Stepping off the stairs she sensed at once that she was alone in the house, but more than that she sensed his absence.

She found the divorce papers signed on the kitchen table. Beneath his signature he had written, “Goodbye.”

A single tear fell from her cheek and smudged the ink. She knew she would never see him again.

About the Author

Bob Buckley was born in Cambridge, Massachusetts, in a hospital that doesn’t exist anymore, but was a conveniently short ride over the Prison Point Bridge from the Charlestown housing projects, in the shadow of the Bunker Hill Monument, where his family lived. He may even have passed Malcolm X, who was finishing up his time at the old state prison, when his parents took him home.

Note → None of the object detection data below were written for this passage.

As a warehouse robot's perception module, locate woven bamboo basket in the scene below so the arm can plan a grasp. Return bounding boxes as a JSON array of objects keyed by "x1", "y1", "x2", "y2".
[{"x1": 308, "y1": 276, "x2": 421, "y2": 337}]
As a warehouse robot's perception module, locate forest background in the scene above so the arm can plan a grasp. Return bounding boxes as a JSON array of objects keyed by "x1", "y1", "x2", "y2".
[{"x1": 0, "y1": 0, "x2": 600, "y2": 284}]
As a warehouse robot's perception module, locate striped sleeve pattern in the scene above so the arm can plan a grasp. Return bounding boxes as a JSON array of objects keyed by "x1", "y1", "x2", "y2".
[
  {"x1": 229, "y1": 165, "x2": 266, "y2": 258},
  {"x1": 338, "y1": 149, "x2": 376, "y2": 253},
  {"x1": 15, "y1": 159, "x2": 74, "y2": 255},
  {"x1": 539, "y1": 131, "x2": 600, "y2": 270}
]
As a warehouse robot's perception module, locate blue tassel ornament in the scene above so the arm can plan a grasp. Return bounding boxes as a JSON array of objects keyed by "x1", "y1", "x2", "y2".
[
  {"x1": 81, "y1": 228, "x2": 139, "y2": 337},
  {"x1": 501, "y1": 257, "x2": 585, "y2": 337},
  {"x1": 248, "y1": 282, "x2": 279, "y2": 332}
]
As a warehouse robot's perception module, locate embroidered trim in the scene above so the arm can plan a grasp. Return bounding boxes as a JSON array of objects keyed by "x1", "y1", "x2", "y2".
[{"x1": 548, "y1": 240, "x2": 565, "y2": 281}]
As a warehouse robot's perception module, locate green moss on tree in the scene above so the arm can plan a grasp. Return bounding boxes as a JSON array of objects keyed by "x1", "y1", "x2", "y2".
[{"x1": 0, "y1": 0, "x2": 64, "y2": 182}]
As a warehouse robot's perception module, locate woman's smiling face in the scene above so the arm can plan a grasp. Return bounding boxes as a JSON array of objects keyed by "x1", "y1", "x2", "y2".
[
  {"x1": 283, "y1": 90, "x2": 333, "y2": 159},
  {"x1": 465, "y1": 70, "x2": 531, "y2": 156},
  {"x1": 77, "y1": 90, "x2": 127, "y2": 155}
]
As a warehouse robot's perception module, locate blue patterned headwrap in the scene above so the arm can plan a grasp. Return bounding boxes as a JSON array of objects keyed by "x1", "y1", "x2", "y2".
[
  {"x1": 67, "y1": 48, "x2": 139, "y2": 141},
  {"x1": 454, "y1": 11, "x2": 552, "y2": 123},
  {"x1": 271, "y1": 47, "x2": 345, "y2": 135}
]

When he was four they moved to a brand new project in Boston’s Columbia Point, the site of a former WWII prison camp for Italian prisoners, and hard by the city dump. It’s now the site of the JFK Library and the University of Massachusetts. So wherever he went he came in touch with history, or history in the making.

Finally leaving the projects behind, he lived in a series of triple-decker houses in Boston’s blue collar Irish-Polish neighborhoods where one identified oneself not by the neighborhood one lived in, but what parish. It was a boisterous place peopled by folks who were casually violent and racist, tribal, spiteful, gossip-ridden, intensely loyal and unconditionally loving. The parish church and the greater Apostolic Catholic Church held sway over all aspects of life, so it was a repressed place, but the stronger the repression, the more likely renegade ideas and—Oh, my heavens!—questions are spawned.

Saturday afternoons one was obligated to confess not only actual sinful deeds, but also thoughts. Can you imagine how many times a day a young boy might visualize a naked girl? Never mind that he might have no foundation at all for his imaginings of what a girl might look like without her clothes on. He still had to tell the priest.

Every so often, one of the neighborhood kids would swipe his older brother’s or bachelor uncle’s Playboy.

Wow! Did they really look like that? Then how come Mary Theresa O’Halloran or Anya Wisniewski looked so unfilled under their parochial school uniforms?

Bob had his suspicions that the girls in Playboy were not precisely representative of real girls, so while he enjoyed sneaking peeks at the pictures, he noticed the short stories and fiction that surrounded those pictures. And that began his fascination with words in general, but especially erotic words. And it’s a fascination he’s maintained long since escaping the old neighborhood and finding out for himself what girls look like when they’re naked.

Today he still finds himself a stone’s throw from history, living up the hill from the spot where they hanged the victims of the Salem Witch Hysteria. He enjoys using words to uncover the erotic in places you might never expect to find it—like everyday, mundane life. He especially enjoys writing about ordinary people who find themselves in extraordinary erotic situations. So, far, it’s been fun.